Лавреневу скучно было жить на свете без того, чтобы не изумлять, ошарашивать слушателей, и без самих этих своих удивительных историй.
Если ему что-то мешало писать, если лист бумаги на его письменном столе подолгу оставался нетронутым — устных историй становилось все больше и больше.
Из поездки на Север Лавренев привез не только множество деталей щедрого военно-морского фольклора, но и нечто более важное и серьезное.
Он встречался с матросами и офицерами торпедных катеров, ходивших в конвое, в боевом охранении транспортов, шедших в Заполярье из Англии, участвовавших в смелых морских атаках. Жил на базе флота, присматривался, приглядывался, прислушивался. И — привез в столицу с Севера «За тех, кто в море».
Если перелистать эту пьесу нынче, не все, нет, не все выдержало испытание временем. Но и теперь ощущаешь, насколько услышан в пьесе живой язык моряков, его интонация, лаконизм, увиден колорит заполярной моряцкой жизни.
Для судьбы же писательской было насущно важно — война вернула в театр драматурга, вернула в окружении героев, иных, молодых кровей, но той же военной косточки.
Лавренев был в тяжелую годину со своими героями, а значит — в строю.
В пьесе «За тех, кто в море» театры видели логическое продолжение «Разлома».
Так оно и было. Эстафету из рук председателя судового комитета крейсера «Заря» Артемия Годуна принял Харитонов, сорокалетний капитан второго ранга, командир дивизиона морских охотников.
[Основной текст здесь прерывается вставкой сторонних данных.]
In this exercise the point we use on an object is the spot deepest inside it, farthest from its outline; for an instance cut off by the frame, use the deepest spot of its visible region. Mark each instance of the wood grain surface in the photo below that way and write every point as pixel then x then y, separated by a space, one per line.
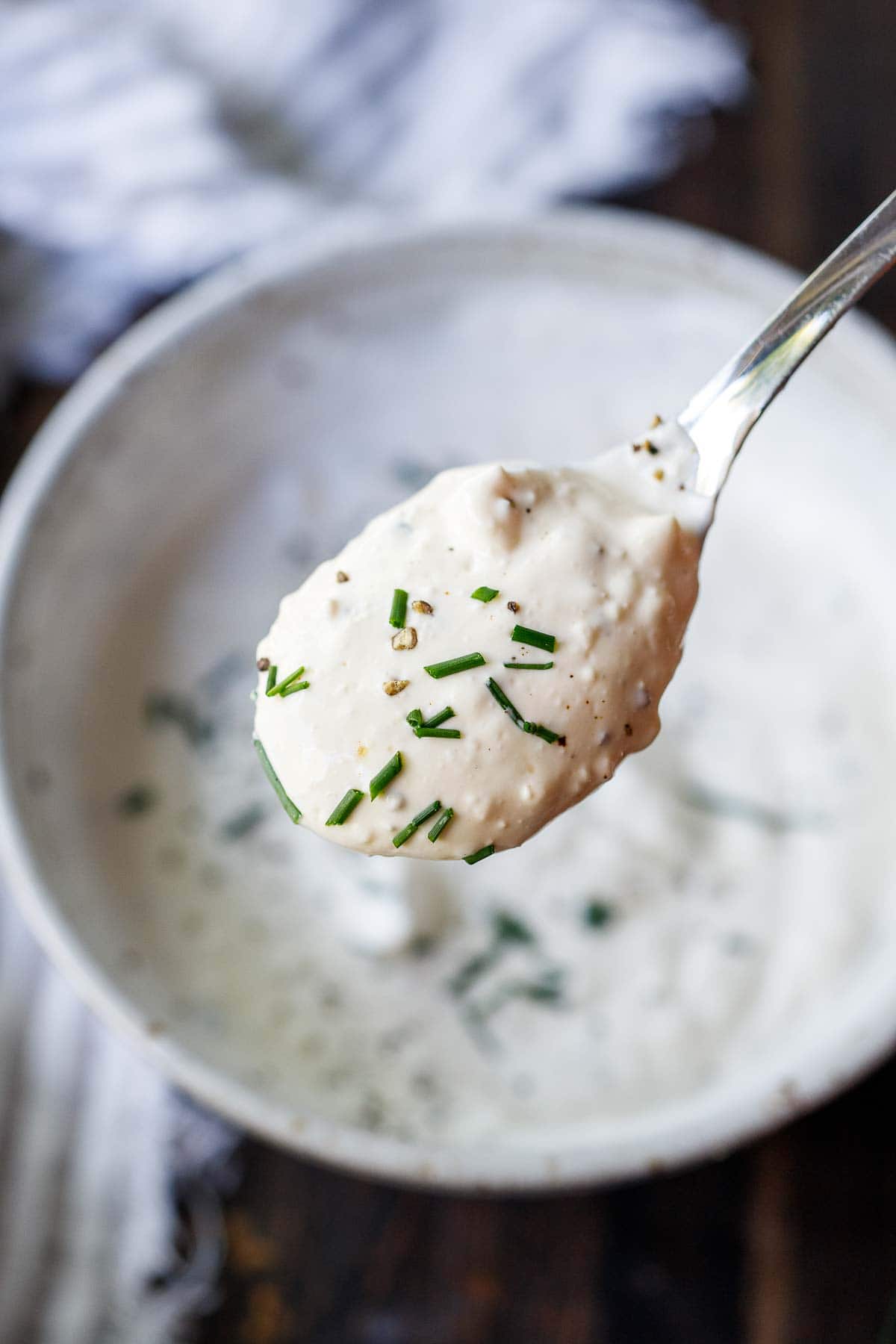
pixel 788 1241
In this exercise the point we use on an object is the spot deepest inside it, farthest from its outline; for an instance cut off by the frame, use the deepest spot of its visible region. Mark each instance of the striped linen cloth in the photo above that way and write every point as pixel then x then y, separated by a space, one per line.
pixel 141 143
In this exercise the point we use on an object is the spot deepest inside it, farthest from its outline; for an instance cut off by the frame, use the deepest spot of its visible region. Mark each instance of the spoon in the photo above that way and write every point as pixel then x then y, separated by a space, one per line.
pixel 554 601
pixel 721 416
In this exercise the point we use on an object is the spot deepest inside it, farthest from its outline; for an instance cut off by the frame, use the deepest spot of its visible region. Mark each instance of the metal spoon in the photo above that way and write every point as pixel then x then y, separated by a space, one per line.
pixel 722 414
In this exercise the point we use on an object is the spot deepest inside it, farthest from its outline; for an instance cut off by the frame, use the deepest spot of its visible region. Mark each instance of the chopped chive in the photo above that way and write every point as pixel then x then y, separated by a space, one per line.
pixel 526 725
pixel 509 709
pixel 442 717
pixel 538 638
pixel 597 914
pixel 414 823
pixel 343 809
pixel 399 609
pixel 289 806
pixel 441 824
pixel 292 690
pixel 452 665
pixel 546 734
pixel 386 776
pixel 279 687
pixel 485 853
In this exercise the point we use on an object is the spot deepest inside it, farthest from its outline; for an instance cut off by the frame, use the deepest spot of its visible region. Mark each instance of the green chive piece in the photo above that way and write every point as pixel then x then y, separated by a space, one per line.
pixel 279 687
pixel 399 609
pixel 442 717
pixel 343 809
pixel 485 853
pixel 509 709
pixel 546 734
pixel 386 776
pixel 597 914
pixel 441 824
pixel 524 725
pixel 415 821
pixel 538 638
pixel 292 690
pixel 452 665
pixel 289 806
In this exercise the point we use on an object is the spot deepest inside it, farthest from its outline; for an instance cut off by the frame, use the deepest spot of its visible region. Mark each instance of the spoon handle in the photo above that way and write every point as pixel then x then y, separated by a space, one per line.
pixel 723 413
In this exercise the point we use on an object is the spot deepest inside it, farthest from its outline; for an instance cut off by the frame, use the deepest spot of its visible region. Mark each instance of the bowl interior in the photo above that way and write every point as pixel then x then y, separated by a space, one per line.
pixel 233 443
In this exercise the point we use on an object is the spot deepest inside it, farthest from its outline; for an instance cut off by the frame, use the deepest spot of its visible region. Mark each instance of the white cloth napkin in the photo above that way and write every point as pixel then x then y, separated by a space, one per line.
pixel 143 141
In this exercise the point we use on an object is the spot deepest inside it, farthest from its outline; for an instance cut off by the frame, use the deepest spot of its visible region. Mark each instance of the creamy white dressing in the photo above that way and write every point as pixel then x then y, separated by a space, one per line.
pixel 602 558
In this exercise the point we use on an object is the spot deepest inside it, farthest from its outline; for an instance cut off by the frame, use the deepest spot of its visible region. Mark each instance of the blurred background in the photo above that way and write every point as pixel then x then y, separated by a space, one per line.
pixel 144 143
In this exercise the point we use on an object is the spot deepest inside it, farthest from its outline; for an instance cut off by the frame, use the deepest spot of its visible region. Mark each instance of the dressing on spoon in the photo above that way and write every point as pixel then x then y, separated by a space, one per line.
pixel 543 621
pixel 485 653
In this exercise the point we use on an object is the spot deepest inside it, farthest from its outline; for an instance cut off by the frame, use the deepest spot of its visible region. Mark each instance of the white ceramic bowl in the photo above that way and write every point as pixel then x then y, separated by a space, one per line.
pixel 169 500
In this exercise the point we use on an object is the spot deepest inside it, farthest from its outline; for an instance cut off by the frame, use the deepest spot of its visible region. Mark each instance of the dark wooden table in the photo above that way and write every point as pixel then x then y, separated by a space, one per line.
pixel 788 1241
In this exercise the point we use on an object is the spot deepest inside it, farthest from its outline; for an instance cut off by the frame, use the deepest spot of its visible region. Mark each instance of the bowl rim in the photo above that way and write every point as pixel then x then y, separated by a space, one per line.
pixel 744 1112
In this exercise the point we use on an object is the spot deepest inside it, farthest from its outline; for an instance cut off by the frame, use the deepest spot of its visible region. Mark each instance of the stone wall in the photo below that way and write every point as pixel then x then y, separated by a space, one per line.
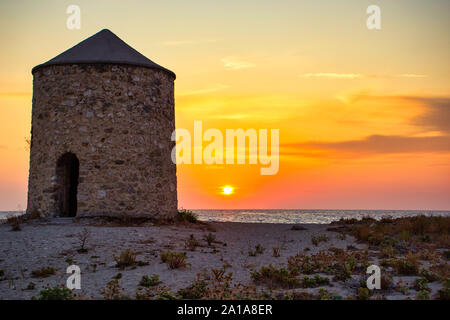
pixel 118 121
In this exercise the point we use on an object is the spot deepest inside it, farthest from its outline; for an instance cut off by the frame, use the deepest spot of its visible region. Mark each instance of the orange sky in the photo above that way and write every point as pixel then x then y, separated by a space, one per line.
pixel 363 115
Сначала пьеса полежала, как полагается, в одном театре, потом в другом, в третьем. «Помариновалась» сначала в портфелях завлитов, потом главных режиссеров. Потом, когда один театр наконец отказался, а другой взял и наконец начались репетиции, кто-то из друзей оповестил {22} этот наконец взявшийся за постановку театр: «Есть разносная статья, вот‑вот появится, держись!»
Не знаю дальнейшей судьбы разносной статьи, но судьба пьесы известна. Ее, напечатанную в журнале, прочли. Была поставлена в Москве аж в пяти театрах… Даже чересчур.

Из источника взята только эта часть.